まるで墨汁のような闇

 空にポッカリと浮かぶ大きな満月。

 その満月が静かな光をカーテンのように私たちに下ろし、それが水面を照らし反射する。

 周囲の建物はその水に沈んでいて、水面から出ている部分は純白の白で、屋根は宝石のような深い深い青。

 それは美しい、と言う言葉では足りないくらいの世界だった。

 人って、あまりに美しい景色を見ると、言葉が出ないんだな……


「ここがスピリオ。水に半分以上を支配されたラウタロ国の中でも特に海水の浸食が激しい街。そのため、住民は海面から出ている部分で生活している」


 コルバーニさんの淡々とした口調に対して、私たちはまさにお上りさんのように周りを見回していた。

 ああ……スマホがあったらきっと、写真撮りまくってたな。


「何というか……凄いところだな。

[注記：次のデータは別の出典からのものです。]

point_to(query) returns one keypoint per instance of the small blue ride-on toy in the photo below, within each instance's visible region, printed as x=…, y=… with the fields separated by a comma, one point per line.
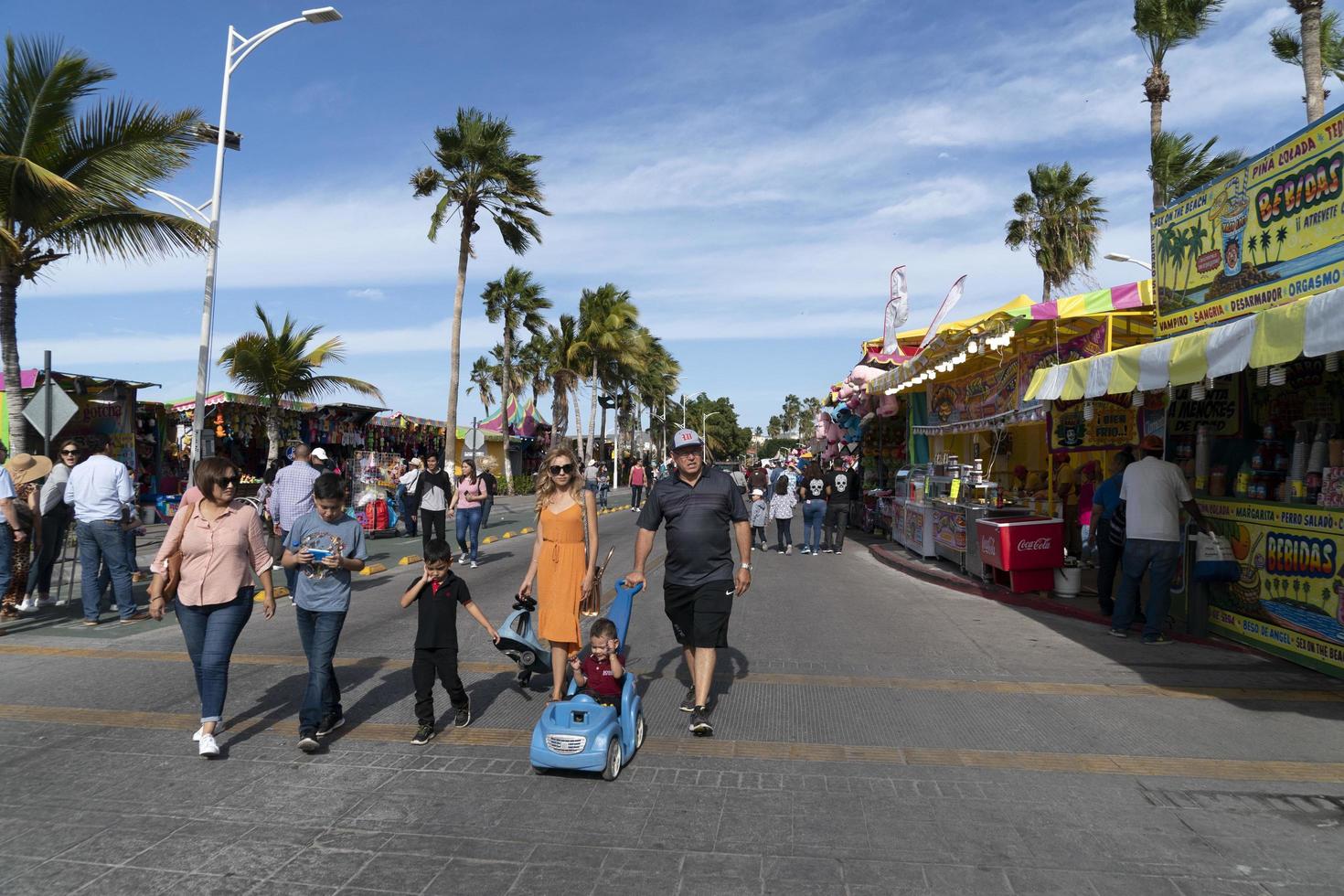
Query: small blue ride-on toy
x=520, y=643
x=581, y=733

異世界だ」


 クロノさんが驚きに満ちた口調で言った。


「そうか? この街こそある意味ラウタロ国を体現した所。ライムが最初にこの街に行けと言ったのは違う意味なんだろうが、この国の光と影を見る意味ではあながち間違ってないのかも知れんな」


「先生。この街は何があるんですか? さっきから含みを持たせた言葉が多いのですが」


「それに答える前にオリビエ。アンナ。この街に居る間は水面への注意を怠るな。先に話したようにこの街に限らずだが、ラウタロ国は貧富の差が激しい。貧しい者たちは富める者、またはそれらしい者を激しく憎んでいる。その憎悪の対象を狙い金品や食料を奪うことで生活の糧とする者がいる。……こんな風に!」


 そう言うとコルバーニさんは突然、両手で漕いでいたオールを軽やかに頭の上で回すと、それを遠心力によってゴンドラの少し前の水面へと勢いよく叩きつけた。


 え!? な、何!


 心臓が飛び出すかと思うくらいビックリしたけど、私はその後の光景にもっとビックリした。

 コルバーニさんが叩いた水面から、二人の人が飛びだしてきたけど……その姿は私が知っている「人」の姿では無かった。

 身体の3分の2くらいだろうか、緑の鱗に覆われていて僅かに残った部分が、まるで魚のようだった。

 そして、結晶に包まれた二人(?)はゴンドラの両端に出ている建物の柵らしき所に飛び乗って私たちをじっと見ている。


「珍しいな『大人の患者』か……欲に負け、盗賊まがいになっては……」


 コルバーニさんはそうつぶやくと、剣を構えたオリビエとアンナさんに向かって鋭い口調で言った。


「二人は山本リムとクロノを守れ! コイツらは私が戦う」


「ですが先生! コイツらは普通じゃありません。お供を!」


「コイツらは結晶病の感染者だ。お前ら……特にアンナに感染する前に倒す必要がある。お前らはまだ戦い方を知らん」


 そう言うと、コルバーニさんはオリビエにオールを投げて渡すと、腰の剣を抜きすでに飛びかかっている一人に向かって切りつけた。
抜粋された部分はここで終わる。